Opinión

Tiempo de exámenes

Los exámenes vienen en tiempo de cerezas, en racimos y todos a la vez. El atracón de exámenes en junio certifica el fracaso de uno de los conceptos más manoseados en la pedagogía: la evaluación continua.

Los exámenes vienen en tiempo de cerezas, en racimos y todos a la vez. El atracón de exámenes en junio certifica el fracaso de uno de los conceptos más manoseados en la pedagogía: la evaluación continua.

Hay excepciones, por supuesto, pero la mayor parte de los alumnos actuales se siguen examinando más o menos como lo hacían sus padres. Tienen que empollar lecciones, se aprendan o no, para pasar la tercera evaluación, la suficiencia o el último parcial. 

Algunos profesores, duros de roer, andan ufanos suspendiendo a más de las tres cuartas partes de clase sin caer en la cuenta de que se suspenden a ellos mismos. Ciertos centros presumen de “nivel” de exigencia aunque a la hora de la selectividad hinchan las notas con descarado fariseísmo. Se mantiene la división entre unas asignaturas “marías” y otras consideradas “importantes” que suelen ser potro de tortura para la inmensa mayoría del alumnado.

Esa visión esperpéntica de los exámenes tradicionales no tiene apenas base científica pero viene avalada por años y años de rutina pedagógica. Cada prueba responde fundamentalmente a las características del examinador-juez, lo que permite la arbitrariedad y abona el minifundismo en la enseñanza. En demasiadas ocasiones se parte de prejuicios, como han puesto de manifiesto muchos expertos, entre ellos Pieron con su “docimología” hace ya varias décadas; en una prueba tradicional, para conseguir una calificación “verdadera” se necesitarían quince o veinte correcciones independientes.

El actual sistema ha hecho posible la instalación del profesor en una situación falsa, en la que se siente con autoridad y poder en virtud de su facultad para emitir un juicio sobre sus alumnos.
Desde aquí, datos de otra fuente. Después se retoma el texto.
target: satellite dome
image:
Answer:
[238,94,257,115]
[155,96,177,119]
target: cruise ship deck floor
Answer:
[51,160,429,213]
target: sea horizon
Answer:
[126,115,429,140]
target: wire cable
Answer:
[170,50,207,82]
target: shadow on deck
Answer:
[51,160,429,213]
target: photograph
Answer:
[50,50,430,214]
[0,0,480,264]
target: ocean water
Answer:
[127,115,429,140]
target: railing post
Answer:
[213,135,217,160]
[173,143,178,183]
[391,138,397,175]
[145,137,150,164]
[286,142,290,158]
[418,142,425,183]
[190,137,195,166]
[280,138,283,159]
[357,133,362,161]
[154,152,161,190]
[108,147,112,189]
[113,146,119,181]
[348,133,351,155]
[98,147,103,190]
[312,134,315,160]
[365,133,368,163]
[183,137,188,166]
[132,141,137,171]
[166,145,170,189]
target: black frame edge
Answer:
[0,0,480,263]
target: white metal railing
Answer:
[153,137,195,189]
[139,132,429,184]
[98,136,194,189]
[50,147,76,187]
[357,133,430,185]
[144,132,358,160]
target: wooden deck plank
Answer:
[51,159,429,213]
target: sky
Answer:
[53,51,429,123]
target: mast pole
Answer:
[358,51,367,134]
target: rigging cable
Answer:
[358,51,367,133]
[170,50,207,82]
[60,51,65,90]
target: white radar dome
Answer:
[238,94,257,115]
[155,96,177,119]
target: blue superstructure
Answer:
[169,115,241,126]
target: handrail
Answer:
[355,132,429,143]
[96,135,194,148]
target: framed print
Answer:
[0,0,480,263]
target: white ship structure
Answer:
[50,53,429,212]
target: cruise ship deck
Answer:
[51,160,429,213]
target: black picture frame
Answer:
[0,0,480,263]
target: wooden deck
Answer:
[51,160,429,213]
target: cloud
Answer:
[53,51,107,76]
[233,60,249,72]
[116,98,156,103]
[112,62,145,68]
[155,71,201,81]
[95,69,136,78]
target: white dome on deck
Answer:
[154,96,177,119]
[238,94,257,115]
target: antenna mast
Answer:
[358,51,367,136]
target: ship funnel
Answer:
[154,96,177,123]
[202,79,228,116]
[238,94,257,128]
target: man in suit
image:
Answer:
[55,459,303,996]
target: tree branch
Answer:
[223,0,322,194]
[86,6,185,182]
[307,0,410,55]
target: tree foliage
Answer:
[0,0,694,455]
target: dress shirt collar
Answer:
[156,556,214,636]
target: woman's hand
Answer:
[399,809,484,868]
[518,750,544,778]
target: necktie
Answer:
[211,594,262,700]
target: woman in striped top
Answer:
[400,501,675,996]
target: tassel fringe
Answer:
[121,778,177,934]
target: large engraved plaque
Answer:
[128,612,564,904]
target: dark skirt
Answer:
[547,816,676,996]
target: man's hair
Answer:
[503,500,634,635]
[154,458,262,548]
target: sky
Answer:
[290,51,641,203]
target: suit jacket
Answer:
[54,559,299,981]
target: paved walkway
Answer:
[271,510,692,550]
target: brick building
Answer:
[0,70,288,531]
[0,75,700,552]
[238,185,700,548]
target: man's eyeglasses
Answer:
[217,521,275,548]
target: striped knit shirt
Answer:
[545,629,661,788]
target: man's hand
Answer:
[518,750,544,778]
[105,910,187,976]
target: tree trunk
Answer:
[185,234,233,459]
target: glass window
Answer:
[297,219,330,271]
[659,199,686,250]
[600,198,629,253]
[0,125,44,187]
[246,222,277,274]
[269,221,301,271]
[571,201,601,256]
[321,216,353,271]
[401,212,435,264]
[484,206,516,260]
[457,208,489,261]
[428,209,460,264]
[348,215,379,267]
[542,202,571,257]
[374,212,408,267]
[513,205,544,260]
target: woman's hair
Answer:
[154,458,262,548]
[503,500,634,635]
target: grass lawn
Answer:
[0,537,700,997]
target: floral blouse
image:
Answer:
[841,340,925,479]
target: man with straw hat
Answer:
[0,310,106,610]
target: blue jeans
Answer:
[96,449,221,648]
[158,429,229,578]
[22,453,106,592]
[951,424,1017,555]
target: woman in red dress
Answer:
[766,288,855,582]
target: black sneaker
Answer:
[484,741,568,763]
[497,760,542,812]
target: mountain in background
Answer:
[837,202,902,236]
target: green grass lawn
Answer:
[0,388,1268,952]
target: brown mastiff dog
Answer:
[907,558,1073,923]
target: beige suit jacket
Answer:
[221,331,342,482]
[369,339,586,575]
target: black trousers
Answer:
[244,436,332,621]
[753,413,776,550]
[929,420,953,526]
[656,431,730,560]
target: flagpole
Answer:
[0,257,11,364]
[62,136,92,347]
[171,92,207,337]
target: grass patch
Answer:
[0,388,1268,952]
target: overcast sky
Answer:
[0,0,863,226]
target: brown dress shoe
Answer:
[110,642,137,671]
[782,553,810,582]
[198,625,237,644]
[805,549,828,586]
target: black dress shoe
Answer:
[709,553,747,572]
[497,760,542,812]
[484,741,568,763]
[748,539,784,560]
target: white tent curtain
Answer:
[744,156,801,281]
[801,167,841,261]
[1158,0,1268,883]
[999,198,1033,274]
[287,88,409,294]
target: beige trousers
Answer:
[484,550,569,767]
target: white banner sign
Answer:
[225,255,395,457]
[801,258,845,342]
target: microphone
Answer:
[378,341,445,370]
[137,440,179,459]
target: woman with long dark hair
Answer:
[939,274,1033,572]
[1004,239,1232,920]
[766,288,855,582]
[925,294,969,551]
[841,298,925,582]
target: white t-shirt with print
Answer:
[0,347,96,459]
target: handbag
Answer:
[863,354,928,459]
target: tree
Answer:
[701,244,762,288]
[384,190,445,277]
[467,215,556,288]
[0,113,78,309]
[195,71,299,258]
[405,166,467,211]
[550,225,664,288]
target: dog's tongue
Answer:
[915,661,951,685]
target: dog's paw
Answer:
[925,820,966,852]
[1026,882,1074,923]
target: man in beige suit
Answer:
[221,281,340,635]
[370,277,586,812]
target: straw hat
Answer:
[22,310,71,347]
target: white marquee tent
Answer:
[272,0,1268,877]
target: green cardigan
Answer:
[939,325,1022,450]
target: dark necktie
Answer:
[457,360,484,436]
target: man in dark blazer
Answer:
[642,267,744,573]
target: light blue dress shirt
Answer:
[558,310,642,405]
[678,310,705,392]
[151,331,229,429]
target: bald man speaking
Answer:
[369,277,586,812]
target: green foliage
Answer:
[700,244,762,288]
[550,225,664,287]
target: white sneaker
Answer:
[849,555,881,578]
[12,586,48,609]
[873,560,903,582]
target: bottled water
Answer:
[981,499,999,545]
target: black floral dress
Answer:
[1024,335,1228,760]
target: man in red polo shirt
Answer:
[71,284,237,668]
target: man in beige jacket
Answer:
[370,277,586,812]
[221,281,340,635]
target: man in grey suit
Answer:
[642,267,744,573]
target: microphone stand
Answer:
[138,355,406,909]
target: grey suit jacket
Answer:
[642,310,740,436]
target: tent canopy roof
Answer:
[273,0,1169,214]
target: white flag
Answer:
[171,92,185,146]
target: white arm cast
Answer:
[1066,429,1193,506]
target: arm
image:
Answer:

Parte del profesorado se resiste a perder una de las últimas “armas” con la que puede defenderse, hasta cierto punto, de la presión que se vive en las aulas. La administración educativa se conforma con recoger buenas intenciones en el boletín oficial dejando después que siga lo de siempre y sin hacer casi nada por dotar al profesorado de otros recursos más efectivos que el de poner notas.

Los exámenes solo miden conocimientos y, como mucho, aptitudes personales, pero se olvidan de muchos otros factores que inciden en el desarrollo del alumno. Aun así no estoy en contra de los exámenes, ni siquiera de los tradicionales que todos hemos sufrido. Pueden tener sentido en ciertas ocasiones, pero no pueden ser la única “vara de medir” el progreso de un alumno y, menos, en la enseñanza obligatoria. La evaluación educativa es mucho más.

Seguramente los exámenes que conocemos no desaparezcan nunca. O no de forma rápida. Pero mejorarían sustancialmente si el equipo docente estableciese criterios de evaluación para todo el departamento, se fijasen los mínimos exigibles y se expusiesen públicamente a comienzo de curso para que el alumno y su familia supieran de antemano de qué le van a examinar y los requisitos para aprobar. Y, por supuesto, se mitigarían los sobresaltos de junio si cada profesor conociese más a cada uno de sus alumnos y llevase un registro por-menorizado de su aprendizaje a lo largo del curso. Es decir, si hubiese, de verdad, evaluación continua y no solo exámenes.